Recettear: An Item Shop’s Tale

Recettear: An Item Shop’s Tale

Recettear: An Item Shop’s Tale is an incredibly charming and original game that’s only slightly more fun than working an actual retail job. The amazing localization, inhumanly catchy soundtrack, and sheer audacity of the premise are immediately compelling, but the joy disappears a few hours into the 15-20-hour campaign. It should be no surprise that alternating between a dungeon crawler and an item shop management sim is going to leave little depth to go around, and the dungeon crawler gets the short end of just about every stick in that regard.

That’s somewhat excusable, since loot acquisition is the real goal of the adventuring segments. What’s not excusable is how unbearably repetitive both sides of the experience become. Despite an ostensibly complex system of haggling, customer preferences, and market demands, running the shop is just a matter of repeating the same pattern ad nauseam. Delving deeper into the dungeons introduces only stronger palette swaps of existing enemies, rather than anything new and regardless of the dungeon’s theme.

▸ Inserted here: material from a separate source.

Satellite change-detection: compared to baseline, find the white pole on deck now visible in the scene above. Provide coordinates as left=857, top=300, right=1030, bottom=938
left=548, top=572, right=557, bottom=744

Design missteps try my patience further. The “2D sprite vs. 3D model vs. a different kind of 2D sprite” art style looks sloppy and wreaks havoc with the hit detection. There are wide gaps in the survivability of the playable adventurers. Most of the bosses have weak points requiring some ingenuity, while others merely charge you and demand brute force in return. The final straw was realizing that despite every mechanic being over-tutorialized, many of them are taught incorrectly. There’s an interesting, quirky story hiding in the margins, but I’m not sure it’s worth pushing through to discover it.

Devil’s Attorney

Devil’s Attorney

There are lots of ways to make an amoral protagonist likeable: go completely over-the-top or tongue-in-cheek, make them the lesser of two evils, give them other redeeming qualities, etc. Or you can go the Devil’s Attorney route and just not even bother. This game’s star would be an obnoxious Mary Sue even if he wasn’t also a despicable human being, so it’s bizarre that half of the play time is spent just observing him being obnoxious and despicable. Pile on a fair bit of repetition, a completely bizarre ending, and that ubiquitous functional-yet-bland mobile game art style, and this should be a complete write-off.

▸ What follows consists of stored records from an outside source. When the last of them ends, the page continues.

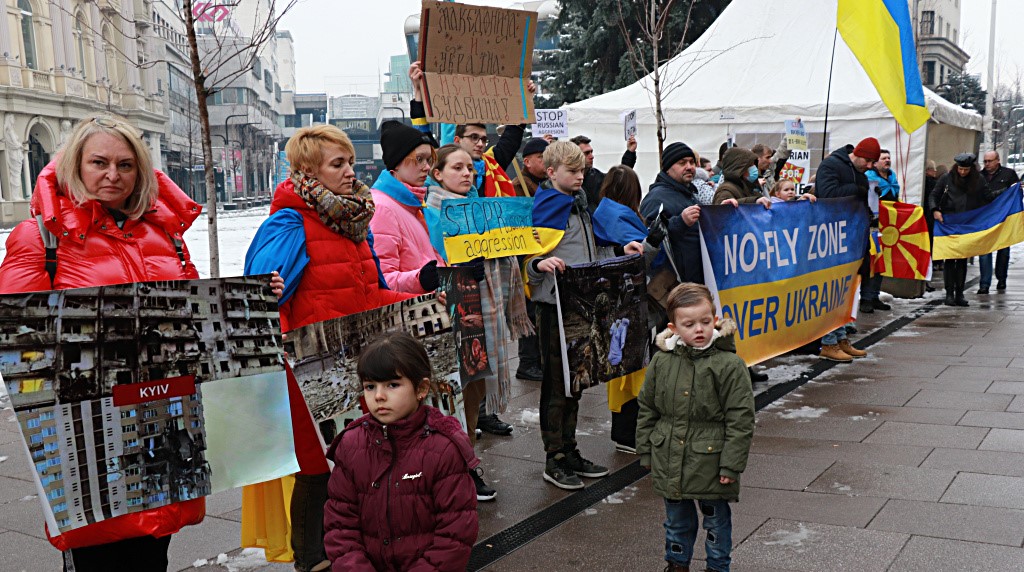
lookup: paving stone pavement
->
[0,261,1024,572]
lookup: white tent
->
[565,0,982,202]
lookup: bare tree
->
[181,0,298,278]
[615,0,762,160]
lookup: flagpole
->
[821,26,839,161]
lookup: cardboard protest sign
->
[0,276,298,534]
[621,109,637,141]
[531,109,569,138]
[699,197,868,364]
[419,0,538,124]
[437,266,493,386]
[557,255,650,397]
[778,120,811,189]
[287,294,466,442]
[440,196,541,264]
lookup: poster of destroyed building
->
[558,255,650,396]
[286,294,466,443]
[0,277,294,532]
[437,267,490,385]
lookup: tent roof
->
[566,0,982,130]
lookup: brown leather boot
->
[818,344,853,363]
[839,340,867,358]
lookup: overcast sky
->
[283,0,1024,95]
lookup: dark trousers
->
[537,304,580,454]
[611,399,640,447]
[942,258,967,297]
[65,535,171,572]
[291,473,331,572]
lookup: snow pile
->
[519,408,541,426]
[777,405,828,420]
[763,523,814,553]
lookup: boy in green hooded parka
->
[637,283,754,572]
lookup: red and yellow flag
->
[873,201,932,280]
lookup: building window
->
[75,14,85,78]
[921,10,935,36]
[17,0,39,70]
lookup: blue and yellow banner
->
[932,183,1024,260]
[699,197,868,364]
[439,196,542,264]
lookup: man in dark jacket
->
[815,137,890,314]
[640,141,703,284]
[569,135,637,215]
[978,151,1020,294]
[512,137,548,196]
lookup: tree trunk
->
[181,0,219,278]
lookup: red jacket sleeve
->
[324,450,374,572]
[0,219,52,294]
[409,443,479,572]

…And yet, it’s not without merit. Despite the gameplay being all about the courtroom, this is far from an Ace Attorney clone. It’s more like a turn-based RPG that swaps attacks, magic, and healing for arguments, manipulations, and weaponized narcissism. It’s an extremely clever and satisfying setup at times, usually because it makes you feel clever by solving it. I wish I could excise it (and maybe the voice acting) and transplant it into a more hospitable host.

NieR: Automata

NieR: Automata

“What’s the difference between a human and a machine? Is it worth living an existence without any inherent meaning? These are the questions I ask as I roam the ruins of civilization, a soldier in an eternal war. Anyway, here are my panties.”

That’s the NieR: Automata narrative experience in a nutshell. Iconic character design is admirable, but it’s disappointing that a game with a story so layered, symbolic, and fervently diegetic as this would stoop to such distracting fanservice. I feel the need to mention this because it feels so beneath the rest of the game, which, while noticeably imperfect, is so batshit insane that it’s absolutely worth playing anyway.

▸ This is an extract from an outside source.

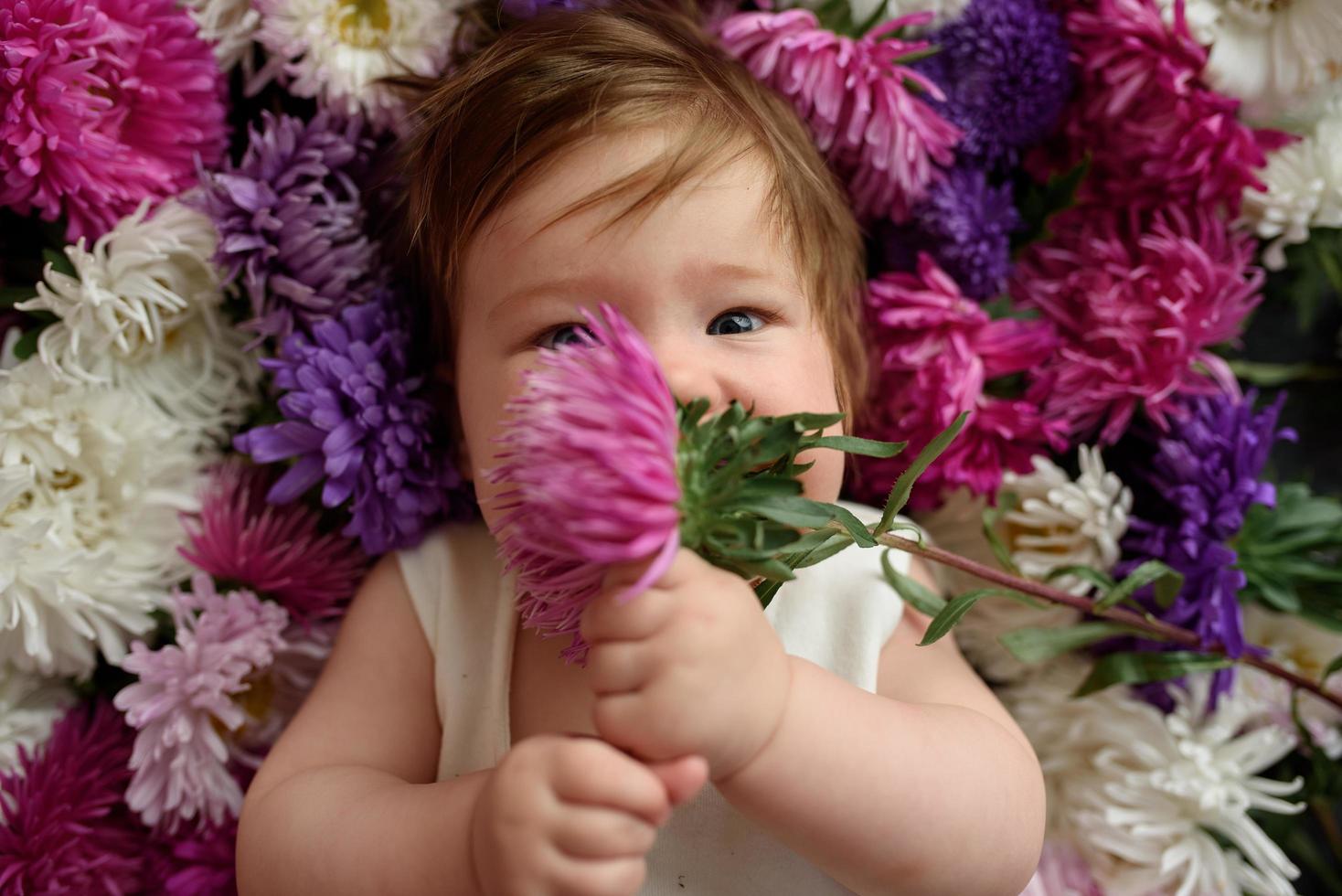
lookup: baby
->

It’s telling that Platinum Games’ signature hyperactive beat ‘em up gameplay feels relatively tame here. Yeah, you’re doing acrobatic dodge moves and swinging around weapons taller than yourself, but you also hack robots via bullet hell shooter, battle newborn humanoid hiveminds, and self-destruct by removing your own OS chips. There are tons of ideas here, so not all of them are fully realized – particularly the open world, which is too appropriately lifeless for its own good. It needs a middle ground between difficulty settings, and the controls are pretty convoluted, but the combat comes with satisfying depth, and the soundtrack is spectacular. The bottom line is that you may be annoyed by NieR: Automata, but you’ll never be bored.